Write up where this came from

2023-03-08 10:16:31 -07:00 · 2023-03-08 10:16:31 -07:00 · d62ef16f5b
commit d62ef16f5b
parent 8fc7ed9dcf
1 changed files with 64 additions and 0 deletions
--- a/doc/servitor.md
+++ b/doc/servitor.md
@ -0,0 +1,64 @@
+# Servitor: the precursor
+
+The year was 2017 and Twitter infrastructure had a problem.
+
+In order to manage large-scale stateful storage systems, it needed a variety of workflows which could sequence long-running tasks. 
+Draining traffic from a service instance, ensuring that local data was replicated, performing destructive upgrades and bringing the instance back into topology was a common example.
+Another was coordinating workflows made out of unreliable tasks which required extensive error handling and retrying.
+
+Twitter had, over the years, deployed a variety of in-house services which implemented specific workflows as domain-specific dedicated applications.
+These applications struggled because each one contained both an implementation both of the core workflow and all the requisite state management machinery.
+Several of these systems had long standing core bugs leading to lost tasks and high rates of manual intervention in supposedly fully automated processes.
+
+Twitter had previously developed an in-house workflow engine for performing remediations called Mechanic.
+Mechanic was tightly integrated with the observability stack, and enabled users to automate invoking workflows when metrics thresholds were crossed.
+However Mechanic's workflows were linear sequences of actions.
+It had no capabilities for doing error detection, retrying or particularly involved programming.
+
+Various teams at Twitter had experimented with adopting Apache Airflow as a workflow platform.
+While addressing the limitations of Mechanic's workflows by providing support for more fully featured DAGs, the operational experience with Airflow was poor.
+The multi-tenant SRE Airflow cluster was a source of pain, and individual groups had a hard time managing Airflow when they needed many DAGs.
+
+Enter Servitor.
+
+Servitor was originally conceived of as "call/cc airflow" by a particularly lisp minded fresh grad.
+The insight behind the system was that any given "task" which a workflow should perform is basically just a function call.
+The only real difference being the workflow engine must commit the state of having started an action, and then the task must await the state produced by the action.
+Centering asynchronous waiting and timeouts made unreliable actions, asynchronous actions and synchronous actions easy to represent.
+
+Servitor differentiated itself from Airflow by designing not for polling tasks but for webhook based tasks with polling as an optional fallback.

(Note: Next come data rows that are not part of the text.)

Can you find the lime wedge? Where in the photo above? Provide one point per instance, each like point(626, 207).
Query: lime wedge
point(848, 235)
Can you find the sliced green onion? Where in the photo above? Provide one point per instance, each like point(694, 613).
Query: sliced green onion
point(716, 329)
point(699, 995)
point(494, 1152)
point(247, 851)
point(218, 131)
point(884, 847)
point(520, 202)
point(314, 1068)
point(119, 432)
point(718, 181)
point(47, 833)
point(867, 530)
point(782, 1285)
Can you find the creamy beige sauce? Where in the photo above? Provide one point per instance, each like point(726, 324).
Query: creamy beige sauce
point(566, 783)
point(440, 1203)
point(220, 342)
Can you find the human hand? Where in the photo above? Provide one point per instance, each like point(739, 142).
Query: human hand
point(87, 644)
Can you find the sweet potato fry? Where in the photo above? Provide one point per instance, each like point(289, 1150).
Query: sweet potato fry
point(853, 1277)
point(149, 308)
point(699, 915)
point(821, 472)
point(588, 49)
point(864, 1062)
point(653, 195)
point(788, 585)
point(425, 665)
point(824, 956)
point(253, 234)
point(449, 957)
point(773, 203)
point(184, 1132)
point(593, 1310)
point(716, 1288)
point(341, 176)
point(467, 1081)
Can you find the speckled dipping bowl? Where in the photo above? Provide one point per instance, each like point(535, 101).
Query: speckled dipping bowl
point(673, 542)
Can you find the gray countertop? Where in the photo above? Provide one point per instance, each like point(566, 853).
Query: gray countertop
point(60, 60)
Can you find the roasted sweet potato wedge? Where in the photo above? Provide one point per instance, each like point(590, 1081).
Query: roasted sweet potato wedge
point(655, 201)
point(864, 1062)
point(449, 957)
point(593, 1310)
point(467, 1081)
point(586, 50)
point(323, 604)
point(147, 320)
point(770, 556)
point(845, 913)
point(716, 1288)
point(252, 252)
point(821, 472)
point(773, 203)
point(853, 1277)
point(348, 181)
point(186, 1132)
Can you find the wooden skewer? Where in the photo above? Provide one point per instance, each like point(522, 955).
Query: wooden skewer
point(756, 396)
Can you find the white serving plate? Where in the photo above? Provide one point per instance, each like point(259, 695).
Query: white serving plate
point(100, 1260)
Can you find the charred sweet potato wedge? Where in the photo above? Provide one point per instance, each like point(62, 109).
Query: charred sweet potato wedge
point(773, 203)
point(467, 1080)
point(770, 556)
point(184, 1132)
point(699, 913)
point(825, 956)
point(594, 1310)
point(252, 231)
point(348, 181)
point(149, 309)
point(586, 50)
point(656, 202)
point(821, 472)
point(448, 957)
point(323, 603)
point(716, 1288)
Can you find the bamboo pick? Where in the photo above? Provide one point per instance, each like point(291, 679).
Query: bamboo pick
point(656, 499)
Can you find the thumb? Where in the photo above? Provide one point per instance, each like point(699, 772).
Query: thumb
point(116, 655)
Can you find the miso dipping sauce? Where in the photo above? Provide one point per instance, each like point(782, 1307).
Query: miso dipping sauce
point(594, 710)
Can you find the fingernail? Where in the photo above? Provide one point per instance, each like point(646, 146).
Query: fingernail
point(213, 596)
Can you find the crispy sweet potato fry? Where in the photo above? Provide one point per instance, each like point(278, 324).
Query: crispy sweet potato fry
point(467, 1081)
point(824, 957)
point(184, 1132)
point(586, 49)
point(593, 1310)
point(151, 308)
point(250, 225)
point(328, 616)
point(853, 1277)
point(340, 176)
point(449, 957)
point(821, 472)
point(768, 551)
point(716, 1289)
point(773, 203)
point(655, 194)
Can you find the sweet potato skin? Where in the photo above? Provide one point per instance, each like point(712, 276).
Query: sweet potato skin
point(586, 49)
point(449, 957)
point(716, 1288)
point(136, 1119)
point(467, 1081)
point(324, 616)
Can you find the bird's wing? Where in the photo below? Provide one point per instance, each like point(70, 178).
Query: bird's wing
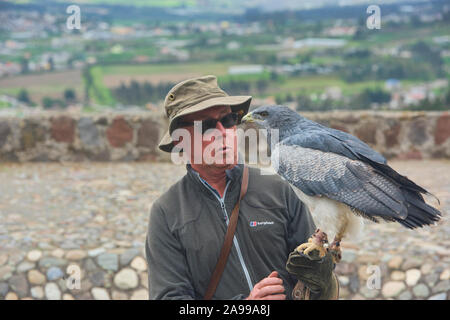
point(317, 165)
point(346, 144)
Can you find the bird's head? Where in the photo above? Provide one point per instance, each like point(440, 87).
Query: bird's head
point(274, 117)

+While this design choice has theoretical limitations, it proved easy to integrate into the existing ecosystem.
+Webhooks fit naturally into asynchronous waiting and timeout models, and their poorer delivery semantics compared to polling actually become a feature rather than a bug.
+
+Rather than requiring users to write a graph DSL in Python, Servitor presented a purpose-built state chart language with sub-Turing semantics.
+
+Every Plan in Servitor consisted of parameters, a control flow graph, an entry point, a history and a latch for a final "outcome" result.
+Every node in the control flow graph represented an Action which would produce an Outcome and provided a pattern-matching based system for choosing the next node in the graph based on that Outcome.
+Outcomes were of three kinds, `Success`, `Failure` and `Unrecoverable`.
+
+Successful outcomes represented roughly normal control flow.
+
+Failure outcomes represented errors in Action implementations, timeouts waiting for an external results and soforth.
+The Servitor language featured an explicit `retry` word for branching backwards and well retrying after a failure occurred.
+However failures were not infinitely retryable.
+Every node in the DAG had a "retry limit" counter, which placed an upper bound on the number of times an action could be re-attempted.
+Eventually, any retry loop will exceed its retry limit and encounter an Unrecoverable outcome for having done so.
+
+Unrecoverable outcomes were unique in that they prohibited retrying.
+Upon encountering an Unrecoverable outcome, a Plan would have to go try something else - or give up.
+
+That excitable fresh grad has since had a long time to reflect both on the successes and failures of Servitor.
+While an undeniable operational success and well loved by its users for its scalability and reliability, in many ways it failed to live up to its full potential.
+
+First, it presented users with unfamiliar notation and unusual state-chart oriented operational semantics.
+This is a far cry from the traditional scripting tools with which its ultimate users were familiar.
+
+Second, while it succeeded admirably at modeling and handling failures, that same model made retrofitting data processing features difficult.
+This meant even workflows with simple carried information or data conditionals were impossible to implement or required external coordination.
+
+A successor system must look like a "normal" language, providing familiar constructs such as sequential statements and support data processing.
+Indeed there is good reason to think an entirely conventional scripting language could live within the persisted structure we usually associate with a "workflow" engine.
+Statements and function calls are already a graph, as much as Servitor or Airflow's graph ever was.
+
+Wouldn't a durable Python implementation obviate the need for a distinct "workflow" tool as such?
+Perhaps it's not that easy, but the result would be a much more generally useful starting place than a state chart engine.